When dentin is exposed, possibly as a result of receding gums, it is sensitive to external stimuli. Application of topical sodium fluoride allows for insoluble material to be deposited in the dental tubules, blocking the transmission of unpleasant stimuli.
Systemic administration of large doses of sodium fluoride produces dramatic increases in bone mass. The mechanism whereby fluoride is incorporated into bone is the same as for teeth. However, replacing hydroxyl groups with fluoride changes the size and structure of crystal formation. Chronic ingestion of fluoride can produce a hyperostosis, with dense bone, ligament ossification, and neurologic complications caused by bony overgrowth. In treating osteoporosis, sodium fluoride increases bone mass of the spine. This increase is offset, however, by development of non-load bearing bone in the hips, knees, feet and ankles. Although there may be a decrease in spinal fractures, there is an increased risk of fracture at these other sites, often seen as microfractures accompanied by pain. The recent study by Pak et al showed that a 2 month drug-free interval overcame the attenuated osteoblastic activity seen with continuous fluoride therapy. A continuous supplementation of calcium citrate was also given, which may inhibit parathyroid hormone secretion and reduce bone resorption. Conjunctive use of calcium and vitamin D during sodium fluoride supplementation are essential in prevention of bone mineralization defects. Calcium carbonate has been implicated in decreasing radial shaft bone density in postmenopausal osteoporosis, but the Pak study found that calcium citrate stabilized it.

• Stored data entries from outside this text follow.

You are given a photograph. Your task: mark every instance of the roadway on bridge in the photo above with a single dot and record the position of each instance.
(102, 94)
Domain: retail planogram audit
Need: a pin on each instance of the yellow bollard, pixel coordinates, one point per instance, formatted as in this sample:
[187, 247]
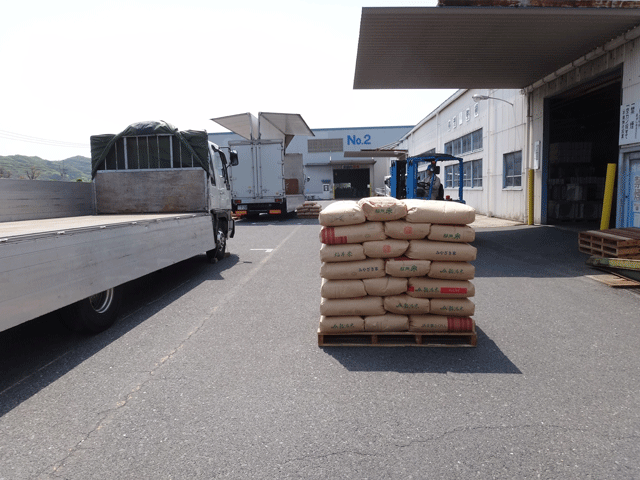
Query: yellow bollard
[608, 196]
[530, 188]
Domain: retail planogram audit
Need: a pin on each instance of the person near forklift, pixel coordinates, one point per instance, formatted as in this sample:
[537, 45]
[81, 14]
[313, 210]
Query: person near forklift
[437, 193]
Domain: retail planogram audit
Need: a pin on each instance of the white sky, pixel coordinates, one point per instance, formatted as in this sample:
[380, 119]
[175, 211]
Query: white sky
[70, 69]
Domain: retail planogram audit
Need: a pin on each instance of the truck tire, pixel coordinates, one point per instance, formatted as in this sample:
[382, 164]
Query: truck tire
[221, 243]
[94, 314]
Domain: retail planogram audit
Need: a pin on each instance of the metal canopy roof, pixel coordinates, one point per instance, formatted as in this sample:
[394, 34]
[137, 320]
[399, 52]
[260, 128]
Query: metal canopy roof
[478, 47]
[247, 126]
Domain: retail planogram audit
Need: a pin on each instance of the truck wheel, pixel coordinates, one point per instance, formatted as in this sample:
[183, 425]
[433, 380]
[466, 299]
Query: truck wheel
[94, 314]
[221, 243]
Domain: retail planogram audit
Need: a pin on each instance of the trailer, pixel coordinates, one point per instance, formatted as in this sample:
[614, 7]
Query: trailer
[158, 196]
[269, 180]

Sodium fluoride is administered systemically via the oral route or applied topically to the teeth. Ionic fluoride is the pharmacologically active form and 15-20% of plasma fluoride is ionized. Once absorbed, fluoride is distributed widely and stored in bones and teeth. Fluoride can be detected in all tissues and organs throughout the body, but does not accumulate in non-calcified tissue. Saliva contains fluoride, with small amounts found in tears, sweat, and hair. Fluoride crosses the placenta and is essential to bone and tooth formation in the neonate. Fluoride is distributed into breast milk, but the concentration in milk is low (i.e., ranges from 0.007-0.011 mg/L). Skeletal tissue has a high capacity for storage of fluoride ions, and is responsible for maintaining a low concentration of fluoride in the body. Serum fluoride concentrations of 5-10 micro-mol/l are believed to be therapeutic. Teeth represent a small repository of fluoride because of their relatively small mass. Most of the fluoride in teeth is concentrated in dental enamel, and secondly at the dentinoenamel junction. Fluoride in teeth is not readily released. Excretion of fluoride is mainly renal with small amounts excreted in the feces. About 90% is filtered by the glomerulus, with reabsorption by the renal tubules.
-Route-Specific Pharmacokinetics
Oral Route
Absorption of sodium fluoride from the GI tract is rapid and almost complete.
Topical Route
Systemic absorption of fluoride from improperly used toothpaste or other topical preparation can be significant.
-Special Populations
Renal Impairment
Dialysed patients with uremia have increased serum fluoride concentrations. This may result from use of ionized water from fluoridated supplies in the dialysate bath. Water used in dialysis should be deionized prior to use because high serum concentrations of fluoride could exacerbate existing bone disease in patients with uremia.